Lastly, these performers ignored the critics. Business and sporting competitors alike are frequently known for mind games and trash talk. For others, it's friends or family. For others, it's a boss at work. However, for many, the critic is inside our own head. The world is filled with those who plague others with degrading criticism that they can't reach their goals. Whoever the skeptic is, we must learn to ignore their banter. Too many awesome feats have been reached by humans to get me to believe cynical advice. But when that voice inside listens to the actual nay-sayers, and begins to regurgitate the nonsensical ramblings, we find it harder to ignore. Doubt itself is not bad; we all need to look at things realistically. But too frequently, doubt keeps people from even trying. What a perfect example of the mind limiting the body's capabilities.
So back to my stubbornness. I have called myself the poster child for "Be careful what you wish for; it might come true." But through it all, why can I seem to regularly reach what can be described as lofty, unattainable goals by others? Is it because I refuse to take the cynical advice of others? Was I pre-programmed with a drive and motivation that gives me an edge on competition? Have I not set high enough goals for myself? Maybe I've got a knack to block out my critics? I owe some successes to pure luck. But I'd still like to think that just like in a card game, a monster-dealt hand still must be played correctly. I'd be a stage-fraud if I didn't acknowledge help and encouragement along the way. I've been fortunate to forge friendships with tremendously educated, positive, motivated, fit, inspiring, and successful mentors. And I've always found someone to hold my hand through the challenges. Many of them share a stubbornness...maybe there's something to it. What a blessing to have so many positive forces in my corner.
I rarely allow my failures to get the best of me. I look at defeat as an opportunity to address a weakness. And if I have another opportunity to go at it again, I usually do. Why is it so hard to pick ourselves up, rethink a new strategy, bust our hump, and go back for more? Failure without learning is just a painful kick in the pants.
Last month, we posted a lot of discussions about the Murph for Miller workout. For some, this Murph workout was one of these demonstrations of human performance and determination. (For others, it was merely a walk in the park.) I have more appreciation and awe for those who came into the workout and said, "I'm gonna complete it no matter what the cost!" than I do for those elitists who were racing the clock. I could detect the pride and satisfaction in those faces of the competitors who were happy to even have just completed it...much more easily than I could in those faces of the tremendously fit who got a great score/time. Who displayed more guts and courage? I'm not discounting excellent performances by any means, but going into the workout with doubts, and overcoming them is a super feat!!

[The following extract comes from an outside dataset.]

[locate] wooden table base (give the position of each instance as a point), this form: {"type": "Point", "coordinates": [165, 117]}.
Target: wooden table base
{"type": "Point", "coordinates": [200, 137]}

So what goals do you have? What accomplishment is on your horizon? Do not allow critics to tell you that you cannot do it. Maybe your goal is to run your first marathon. Maybe it's to complete next year's Murph for Miller. Whatever your goal is, you probably won't reach it tomorrow...that's a little unrealistic. But with planning, preparation, training with mentors, and taking all the help you can get along the way, you can reach the peak. And once you do hit the summit, enjoy the view!
Like I posted in Part 1, I'm really stuck on Tony J's words. Start thinking about how the body and mind should be working together, not in opposition. Part 3 might be renamed: Body WITH Mind.